The two later married, so I guess German and his wife put this heinous episode behind them.
And now we have Cordero, whose problems evidently flew completely under the radar with his Yankees teammates, if you believe what they say, and yes, what goes on behind closed doors sometimes doesn’t get out to anyone other than the participants.
This type of behavior is just so out of bounds … and on the higher profile plane that professional athletes reside on, while it is as wrong as if your next door neighbor participates in this type of behavior, few will know about it; when actors and singers and political people and professional athletes start throwing punches and slaps and what have you at another person—a person they supposedly have feelings for--it makes it to the grand stage, that everyone knows about it.
And that is what is going to now happen to Cordero, who is going to have to complete several tasks that MLB will require him to take before he is reinstated, with all of these tasks related to healing and understanding that what he did was not only wrong, but wrong, wrong, wrong.
Domestic violence goes on in every city and town in America, and it seems that each case that makes the news share only one thing, and that is rage from one partner to another.
Each case is seemingly so different, to a level and degree of who the participants were and what they did leading up to what eventually happened … and then, what exactly happened.

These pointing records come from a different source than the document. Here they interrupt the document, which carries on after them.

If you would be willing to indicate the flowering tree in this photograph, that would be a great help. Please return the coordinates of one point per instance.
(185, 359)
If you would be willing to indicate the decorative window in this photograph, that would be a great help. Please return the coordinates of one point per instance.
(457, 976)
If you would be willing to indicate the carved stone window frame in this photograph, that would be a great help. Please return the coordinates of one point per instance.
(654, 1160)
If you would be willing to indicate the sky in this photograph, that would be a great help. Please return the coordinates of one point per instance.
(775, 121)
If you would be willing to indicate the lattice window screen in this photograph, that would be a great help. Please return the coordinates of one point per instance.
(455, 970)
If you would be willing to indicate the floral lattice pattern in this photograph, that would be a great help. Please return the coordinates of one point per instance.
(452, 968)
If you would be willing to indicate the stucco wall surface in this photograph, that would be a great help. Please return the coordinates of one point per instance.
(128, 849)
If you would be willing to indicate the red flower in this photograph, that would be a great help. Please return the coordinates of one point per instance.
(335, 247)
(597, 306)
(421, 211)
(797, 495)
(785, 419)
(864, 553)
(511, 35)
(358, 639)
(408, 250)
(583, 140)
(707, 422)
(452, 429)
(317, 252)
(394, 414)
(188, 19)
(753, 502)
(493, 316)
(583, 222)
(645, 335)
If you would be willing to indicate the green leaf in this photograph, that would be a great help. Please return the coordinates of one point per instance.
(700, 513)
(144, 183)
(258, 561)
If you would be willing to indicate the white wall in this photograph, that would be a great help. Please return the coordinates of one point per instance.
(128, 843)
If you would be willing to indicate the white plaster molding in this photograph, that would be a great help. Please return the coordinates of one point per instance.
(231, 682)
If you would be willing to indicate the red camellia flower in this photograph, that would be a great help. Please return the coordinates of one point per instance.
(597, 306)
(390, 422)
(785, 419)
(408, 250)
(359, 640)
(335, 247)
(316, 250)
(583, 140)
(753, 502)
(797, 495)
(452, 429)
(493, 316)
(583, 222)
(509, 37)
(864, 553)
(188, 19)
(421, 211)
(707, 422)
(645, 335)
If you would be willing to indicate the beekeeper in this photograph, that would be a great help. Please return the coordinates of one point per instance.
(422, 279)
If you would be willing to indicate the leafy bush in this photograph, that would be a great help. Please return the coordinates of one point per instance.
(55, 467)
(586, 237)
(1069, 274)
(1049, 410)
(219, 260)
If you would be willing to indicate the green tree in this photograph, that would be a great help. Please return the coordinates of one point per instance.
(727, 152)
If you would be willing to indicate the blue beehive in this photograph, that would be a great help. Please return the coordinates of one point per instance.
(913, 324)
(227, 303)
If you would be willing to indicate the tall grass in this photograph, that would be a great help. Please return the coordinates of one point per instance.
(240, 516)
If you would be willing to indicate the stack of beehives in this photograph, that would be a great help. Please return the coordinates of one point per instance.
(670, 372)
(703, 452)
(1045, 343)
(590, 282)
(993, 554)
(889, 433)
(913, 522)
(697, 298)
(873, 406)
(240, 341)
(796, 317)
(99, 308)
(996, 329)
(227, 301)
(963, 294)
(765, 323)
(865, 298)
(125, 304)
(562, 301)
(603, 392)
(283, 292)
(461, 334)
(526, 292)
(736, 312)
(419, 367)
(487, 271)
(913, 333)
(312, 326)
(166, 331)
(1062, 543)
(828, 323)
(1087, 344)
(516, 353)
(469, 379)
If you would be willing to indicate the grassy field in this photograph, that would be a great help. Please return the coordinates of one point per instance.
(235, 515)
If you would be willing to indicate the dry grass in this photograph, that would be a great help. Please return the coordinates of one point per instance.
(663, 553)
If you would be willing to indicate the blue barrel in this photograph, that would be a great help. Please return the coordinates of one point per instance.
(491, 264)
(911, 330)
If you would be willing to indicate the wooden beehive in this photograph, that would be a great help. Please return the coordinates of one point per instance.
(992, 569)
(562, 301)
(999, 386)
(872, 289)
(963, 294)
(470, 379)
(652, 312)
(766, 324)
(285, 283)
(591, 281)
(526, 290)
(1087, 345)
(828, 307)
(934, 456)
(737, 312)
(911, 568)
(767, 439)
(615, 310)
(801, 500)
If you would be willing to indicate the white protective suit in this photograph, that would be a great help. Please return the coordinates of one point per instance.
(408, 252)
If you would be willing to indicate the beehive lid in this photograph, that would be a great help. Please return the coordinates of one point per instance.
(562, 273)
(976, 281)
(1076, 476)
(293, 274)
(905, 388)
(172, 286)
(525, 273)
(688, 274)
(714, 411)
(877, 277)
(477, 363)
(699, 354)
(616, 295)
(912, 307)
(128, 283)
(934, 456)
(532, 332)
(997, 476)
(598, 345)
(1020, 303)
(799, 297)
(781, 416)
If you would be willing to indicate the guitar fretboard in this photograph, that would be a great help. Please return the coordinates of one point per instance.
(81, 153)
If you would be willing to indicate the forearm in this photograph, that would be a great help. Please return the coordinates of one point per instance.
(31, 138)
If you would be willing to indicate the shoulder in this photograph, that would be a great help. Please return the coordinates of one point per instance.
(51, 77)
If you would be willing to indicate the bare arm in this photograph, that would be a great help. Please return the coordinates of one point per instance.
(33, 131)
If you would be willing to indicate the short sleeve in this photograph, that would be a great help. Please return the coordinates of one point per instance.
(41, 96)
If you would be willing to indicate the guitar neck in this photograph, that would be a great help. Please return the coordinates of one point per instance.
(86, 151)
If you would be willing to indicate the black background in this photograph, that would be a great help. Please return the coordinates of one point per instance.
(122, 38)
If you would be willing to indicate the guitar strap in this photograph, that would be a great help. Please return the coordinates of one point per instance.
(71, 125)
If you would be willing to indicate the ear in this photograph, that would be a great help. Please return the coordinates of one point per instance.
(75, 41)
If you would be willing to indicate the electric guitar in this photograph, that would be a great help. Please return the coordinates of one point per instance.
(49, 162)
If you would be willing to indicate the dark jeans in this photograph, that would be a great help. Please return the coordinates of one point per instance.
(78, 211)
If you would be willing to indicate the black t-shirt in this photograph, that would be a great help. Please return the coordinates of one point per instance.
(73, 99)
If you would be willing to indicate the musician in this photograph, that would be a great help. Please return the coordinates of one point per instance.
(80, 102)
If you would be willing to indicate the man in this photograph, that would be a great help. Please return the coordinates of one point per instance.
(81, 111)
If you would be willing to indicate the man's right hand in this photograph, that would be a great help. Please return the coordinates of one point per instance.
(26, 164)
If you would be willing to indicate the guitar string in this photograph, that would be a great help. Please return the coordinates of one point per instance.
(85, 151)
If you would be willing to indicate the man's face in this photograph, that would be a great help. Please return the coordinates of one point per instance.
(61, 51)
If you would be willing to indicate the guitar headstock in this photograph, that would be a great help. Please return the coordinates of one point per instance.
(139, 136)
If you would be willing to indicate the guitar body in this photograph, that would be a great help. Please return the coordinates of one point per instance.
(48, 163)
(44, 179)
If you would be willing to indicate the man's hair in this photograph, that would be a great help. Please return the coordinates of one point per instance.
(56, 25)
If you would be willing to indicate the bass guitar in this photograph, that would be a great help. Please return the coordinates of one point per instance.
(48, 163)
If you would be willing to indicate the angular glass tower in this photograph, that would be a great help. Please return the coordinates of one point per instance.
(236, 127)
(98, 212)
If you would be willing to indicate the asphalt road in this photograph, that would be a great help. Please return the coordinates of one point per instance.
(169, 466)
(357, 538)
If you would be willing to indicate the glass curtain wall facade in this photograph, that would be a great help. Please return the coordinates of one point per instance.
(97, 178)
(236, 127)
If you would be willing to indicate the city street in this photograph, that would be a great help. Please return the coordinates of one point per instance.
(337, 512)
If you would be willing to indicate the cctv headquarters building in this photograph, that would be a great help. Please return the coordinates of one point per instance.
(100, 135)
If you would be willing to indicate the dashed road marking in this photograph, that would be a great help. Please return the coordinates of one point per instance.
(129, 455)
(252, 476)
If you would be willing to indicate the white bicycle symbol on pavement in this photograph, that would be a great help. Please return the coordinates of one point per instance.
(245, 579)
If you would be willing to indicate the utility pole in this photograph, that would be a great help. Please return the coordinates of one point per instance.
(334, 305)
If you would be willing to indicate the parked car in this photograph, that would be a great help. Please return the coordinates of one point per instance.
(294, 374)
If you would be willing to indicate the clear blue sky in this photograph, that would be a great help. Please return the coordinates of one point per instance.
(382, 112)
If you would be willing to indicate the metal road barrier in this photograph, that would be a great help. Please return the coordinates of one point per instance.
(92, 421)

As an example, the highest profile baseball-related domestic violence case thus far has been that of Trevor Bauer, the former Cy Young Award winner, who was originally suspended for more than 300 games—later reduced to about 200 games—when word came out that he had violently assaulted his partner more than once during a series of sexual encounters.
While Bauer’s suspension is over, no team in MLB wants to have anything to do with the pitcher, and I believe he is playing overseas now … and that leads me to another point.
Violence against your partner is never right, and it is never right whether you are in the United States or elsewhere around the world.
But it does appear that other parts of the world do not look at domestic violence as seriously as we do in this country, and Bauer getting a job somewhere else in spite of his behavior—a behavior that, by the way, he was never fully convicted of here in the U.S., where much of what he did was eventually considered to be consensual—demonstrates the inconsistencies about how such acts are handled both here and around the world.
And that leads me to the next thing I have to say, which is something that will be controversial.
Of the 18 players who have been suspended by MLB for domestic violence episodes, 13 of them—72 percent—are of Hispanic origin—including Cordero--with almost all of them born overseas.
That is an important fact, and again, I do believe it can be attributed to different social norms overseas as opposed to here.
We take domestic violence very seriously in the United States, but although I do believe the world is changing and moving slowly to our thinking on this, I don’t think the movement has been fast enough.
This type of heinous behavior has been tolerated for too long elsewhere—just like it was tolerated too long here--and I think MLB will not be doing its full duty to watch over this behavior of its players if it does not acknowledge that Hispanic players are more apt to participate in these horrible acts that others—the evidence proves it.
I realize that MLB has a tough job on its hands if it actually acknowledges this, because the presence of Hispanic players in today’s game is enormous … and labeling one group more apt to do this is putting a mark on all Hispanic players, which of course is wrong.
But MLB has not done its full job in policing its players against PED use, and again, the preponderance of players found to use these drugs in recent times after the so-called “PED era” is from Hispanic players, who can buy many of the PEDs in their own home countries right over the counter.
MLB, and baseball’s Hispanic community, must address this problem, and unless the two factions do so, whatever progress it makes will be dulled because the actual facts are not being addressed.
MLB does not want to offend a large segment of its players by doing this—whether for domestic violence or for PEDs—but the time has come to do so.
As for Cordero, I hope he gets the help that he needs, I hope his family also gets the help it needs to heal … but MLB needs to be more realistic, too, about this problem, because it evidently is not going away so quickly.